The History of Santa Fe, New Mexico – Part IV

Santa Fe was supposed to be a stop for the Atchison, Topeka and Santa Fe Railway, but tracks were built in Lamy for practicality instead. A branch extension was made in 1880 going from Lamy to Santa Fe. In 1886, other railroad lines made their way into Santa Fe as well.

In 1912, New Mexico became the 47th state of the United States and Santa Fe was named after its capital. At that time, the population of Santa Fe only had about 5,000 people and the civic leaders established a thorough plan to be able to increase the population, including a City Beautiful movement. The scarce water supply made it difficult to grow, so they anticipated only limited growth.

Since most railroads bypassed Santa Fe, the population dwindled. Artists, writers, and retirees were drawn to the area however because of the landscapes, the climate, and the overall cultural richness of the region. This allowed local leaders to see what they had and began promoting Santa Fe as a tourist destination. Restoration projects were sponsored by the city and new buildings were erected using what is now known as a “Santa Fe” style. In 1919, the Santa Fe Fiesta began and in 1922, the Southwest Indian Fair, known today as the Indian Market. An art program for the summer was going to be created as well but the artists rebelled against it because it was artificial tourism that would take away from the artistic culture that had blossomed.

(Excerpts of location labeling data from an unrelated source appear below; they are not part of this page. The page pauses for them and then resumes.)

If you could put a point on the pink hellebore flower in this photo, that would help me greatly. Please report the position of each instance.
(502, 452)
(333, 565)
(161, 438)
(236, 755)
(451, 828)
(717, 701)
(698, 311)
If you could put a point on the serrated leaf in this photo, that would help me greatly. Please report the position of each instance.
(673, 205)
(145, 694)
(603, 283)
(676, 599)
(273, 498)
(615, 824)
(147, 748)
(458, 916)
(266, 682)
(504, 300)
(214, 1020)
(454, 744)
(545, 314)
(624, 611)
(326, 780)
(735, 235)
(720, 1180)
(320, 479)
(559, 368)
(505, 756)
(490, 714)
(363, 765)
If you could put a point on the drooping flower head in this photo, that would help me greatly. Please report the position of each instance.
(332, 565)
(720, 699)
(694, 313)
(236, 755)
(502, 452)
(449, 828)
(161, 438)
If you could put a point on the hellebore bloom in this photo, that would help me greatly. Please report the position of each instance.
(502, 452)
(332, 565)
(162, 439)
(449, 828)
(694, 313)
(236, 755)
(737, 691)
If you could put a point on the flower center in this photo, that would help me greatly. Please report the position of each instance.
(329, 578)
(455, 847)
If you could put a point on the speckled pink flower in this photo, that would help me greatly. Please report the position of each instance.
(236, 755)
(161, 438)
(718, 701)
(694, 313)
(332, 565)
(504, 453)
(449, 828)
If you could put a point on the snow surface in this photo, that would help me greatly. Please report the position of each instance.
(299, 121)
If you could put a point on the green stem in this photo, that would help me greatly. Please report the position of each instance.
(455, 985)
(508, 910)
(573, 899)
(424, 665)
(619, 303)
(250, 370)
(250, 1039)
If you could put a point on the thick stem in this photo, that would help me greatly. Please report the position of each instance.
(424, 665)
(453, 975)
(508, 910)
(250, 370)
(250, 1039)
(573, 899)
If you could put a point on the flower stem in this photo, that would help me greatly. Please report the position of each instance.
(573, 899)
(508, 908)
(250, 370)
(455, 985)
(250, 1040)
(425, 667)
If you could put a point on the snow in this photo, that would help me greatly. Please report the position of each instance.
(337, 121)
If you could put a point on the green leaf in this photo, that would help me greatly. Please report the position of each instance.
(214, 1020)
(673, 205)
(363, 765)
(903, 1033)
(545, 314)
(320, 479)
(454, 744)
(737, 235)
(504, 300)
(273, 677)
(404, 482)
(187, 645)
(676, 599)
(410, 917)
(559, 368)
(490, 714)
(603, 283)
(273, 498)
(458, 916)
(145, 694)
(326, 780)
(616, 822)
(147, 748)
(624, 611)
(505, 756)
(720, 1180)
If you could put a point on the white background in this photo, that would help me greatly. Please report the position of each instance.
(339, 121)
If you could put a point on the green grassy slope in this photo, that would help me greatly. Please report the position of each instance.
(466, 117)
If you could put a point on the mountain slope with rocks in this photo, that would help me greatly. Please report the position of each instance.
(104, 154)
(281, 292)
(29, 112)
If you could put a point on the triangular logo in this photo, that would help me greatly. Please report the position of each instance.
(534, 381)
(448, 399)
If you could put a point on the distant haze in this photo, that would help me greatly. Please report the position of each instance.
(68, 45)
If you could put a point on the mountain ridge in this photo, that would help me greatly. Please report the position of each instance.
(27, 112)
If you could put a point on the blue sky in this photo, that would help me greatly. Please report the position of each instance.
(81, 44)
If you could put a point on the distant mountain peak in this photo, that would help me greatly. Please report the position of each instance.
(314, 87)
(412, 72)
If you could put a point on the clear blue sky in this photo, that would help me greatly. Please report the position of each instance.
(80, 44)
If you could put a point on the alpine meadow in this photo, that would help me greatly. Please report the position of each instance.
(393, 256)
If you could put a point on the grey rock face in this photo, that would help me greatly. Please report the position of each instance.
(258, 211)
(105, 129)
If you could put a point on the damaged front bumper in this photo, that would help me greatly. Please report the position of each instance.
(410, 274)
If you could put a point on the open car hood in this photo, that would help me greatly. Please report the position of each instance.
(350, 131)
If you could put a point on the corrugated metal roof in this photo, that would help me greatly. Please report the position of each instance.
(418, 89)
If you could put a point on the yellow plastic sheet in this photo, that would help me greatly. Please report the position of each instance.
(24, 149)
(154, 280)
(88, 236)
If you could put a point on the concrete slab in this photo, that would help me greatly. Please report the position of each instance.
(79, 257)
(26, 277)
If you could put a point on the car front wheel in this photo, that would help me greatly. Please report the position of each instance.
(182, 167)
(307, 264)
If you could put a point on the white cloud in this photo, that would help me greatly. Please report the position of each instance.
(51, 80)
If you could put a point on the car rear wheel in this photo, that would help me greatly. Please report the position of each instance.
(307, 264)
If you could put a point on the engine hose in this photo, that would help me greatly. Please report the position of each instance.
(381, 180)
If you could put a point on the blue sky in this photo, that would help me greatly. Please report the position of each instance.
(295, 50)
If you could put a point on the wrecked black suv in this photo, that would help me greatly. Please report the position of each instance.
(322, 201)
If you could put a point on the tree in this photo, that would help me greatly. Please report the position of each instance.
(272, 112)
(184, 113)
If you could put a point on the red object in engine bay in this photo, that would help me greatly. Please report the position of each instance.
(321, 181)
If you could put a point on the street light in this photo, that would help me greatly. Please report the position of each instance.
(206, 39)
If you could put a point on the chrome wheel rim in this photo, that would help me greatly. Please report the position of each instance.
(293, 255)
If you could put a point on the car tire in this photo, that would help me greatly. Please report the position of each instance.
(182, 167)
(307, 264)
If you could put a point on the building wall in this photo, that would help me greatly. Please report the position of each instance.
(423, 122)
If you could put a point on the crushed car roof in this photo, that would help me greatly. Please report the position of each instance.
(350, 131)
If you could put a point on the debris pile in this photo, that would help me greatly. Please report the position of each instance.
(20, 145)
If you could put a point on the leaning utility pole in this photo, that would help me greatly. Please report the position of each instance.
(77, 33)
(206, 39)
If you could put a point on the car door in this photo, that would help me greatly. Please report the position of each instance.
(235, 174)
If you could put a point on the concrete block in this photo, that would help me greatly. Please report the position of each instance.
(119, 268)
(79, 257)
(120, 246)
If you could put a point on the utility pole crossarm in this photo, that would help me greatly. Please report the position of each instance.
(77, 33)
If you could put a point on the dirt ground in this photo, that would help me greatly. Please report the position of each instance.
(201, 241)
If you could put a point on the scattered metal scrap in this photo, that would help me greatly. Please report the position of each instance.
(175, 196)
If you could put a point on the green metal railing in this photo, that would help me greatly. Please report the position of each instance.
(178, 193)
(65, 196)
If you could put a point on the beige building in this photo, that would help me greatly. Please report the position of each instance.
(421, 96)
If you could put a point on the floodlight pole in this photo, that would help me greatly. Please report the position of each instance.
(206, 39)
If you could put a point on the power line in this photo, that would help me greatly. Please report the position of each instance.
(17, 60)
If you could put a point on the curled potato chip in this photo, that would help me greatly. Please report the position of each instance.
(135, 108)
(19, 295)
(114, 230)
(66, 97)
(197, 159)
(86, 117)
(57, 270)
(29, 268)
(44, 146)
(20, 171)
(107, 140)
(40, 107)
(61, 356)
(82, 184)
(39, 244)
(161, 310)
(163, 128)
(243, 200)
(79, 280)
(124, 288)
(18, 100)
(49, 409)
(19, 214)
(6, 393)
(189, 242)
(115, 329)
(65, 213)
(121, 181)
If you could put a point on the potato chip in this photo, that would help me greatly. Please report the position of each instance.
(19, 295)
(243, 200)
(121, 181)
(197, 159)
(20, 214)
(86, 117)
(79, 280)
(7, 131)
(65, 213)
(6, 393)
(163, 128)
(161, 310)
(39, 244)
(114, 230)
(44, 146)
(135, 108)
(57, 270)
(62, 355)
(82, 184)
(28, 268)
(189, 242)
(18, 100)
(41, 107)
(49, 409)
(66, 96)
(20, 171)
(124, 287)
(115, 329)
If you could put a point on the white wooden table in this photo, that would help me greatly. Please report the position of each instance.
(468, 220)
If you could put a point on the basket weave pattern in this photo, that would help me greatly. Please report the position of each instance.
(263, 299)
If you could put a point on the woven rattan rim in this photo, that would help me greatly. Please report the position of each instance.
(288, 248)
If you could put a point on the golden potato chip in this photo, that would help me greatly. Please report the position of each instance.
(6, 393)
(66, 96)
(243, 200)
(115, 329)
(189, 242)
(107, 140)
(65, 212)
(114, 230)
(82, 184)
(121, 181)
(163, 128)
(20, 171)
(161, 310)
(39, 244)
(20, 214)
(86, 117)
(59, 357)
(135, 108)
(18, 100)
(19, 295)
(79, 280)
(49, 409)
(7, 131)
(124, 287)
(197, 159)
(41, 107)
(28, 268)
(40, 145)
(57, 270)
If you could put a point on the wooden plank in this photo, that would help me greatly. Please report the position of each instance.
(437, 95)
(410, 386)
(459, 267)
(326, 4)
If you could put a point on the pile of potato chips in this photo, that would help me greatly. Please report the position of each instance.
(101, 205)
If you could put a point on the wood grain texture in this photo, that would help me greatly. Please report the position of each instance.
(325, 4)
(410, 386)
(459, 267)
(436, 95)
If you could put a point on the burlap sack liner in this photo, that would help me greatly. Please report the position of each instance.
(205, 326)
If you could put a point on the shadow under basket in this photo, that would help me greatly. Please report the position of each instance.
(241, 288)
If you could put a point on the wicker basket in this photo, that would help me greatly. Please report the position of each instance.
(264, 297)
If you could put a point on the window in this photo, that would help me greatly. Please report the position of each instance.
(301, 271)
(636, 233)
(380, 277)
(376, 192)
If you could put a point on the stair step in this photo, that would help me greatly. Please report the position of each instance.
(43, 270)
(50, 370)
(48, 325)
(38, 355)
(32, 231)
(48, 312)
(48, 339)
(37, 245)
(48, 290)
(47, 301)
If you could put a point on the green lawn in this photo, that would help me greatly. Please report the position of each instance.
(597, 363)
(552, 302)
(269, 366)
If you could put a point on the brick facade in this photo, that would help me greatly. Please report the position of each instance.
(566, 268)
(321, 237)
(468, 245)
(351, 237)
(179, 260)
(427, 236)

Santa Fe made global history during WWII when it became the home to a Japanese American internment camp, housing 826 men. By September, the internees were transferred out and it was then used to hold nationals from Germany and Italy. In 1943, detainees were transferred out and the camp was expanded to be able to hold as many as 2100 men. At the end of the war, it was closed and sold as surplus in 1946.

Today, Santa Fe, New Mexico maintains its beauty and is still rich in culture and is a tourist destination.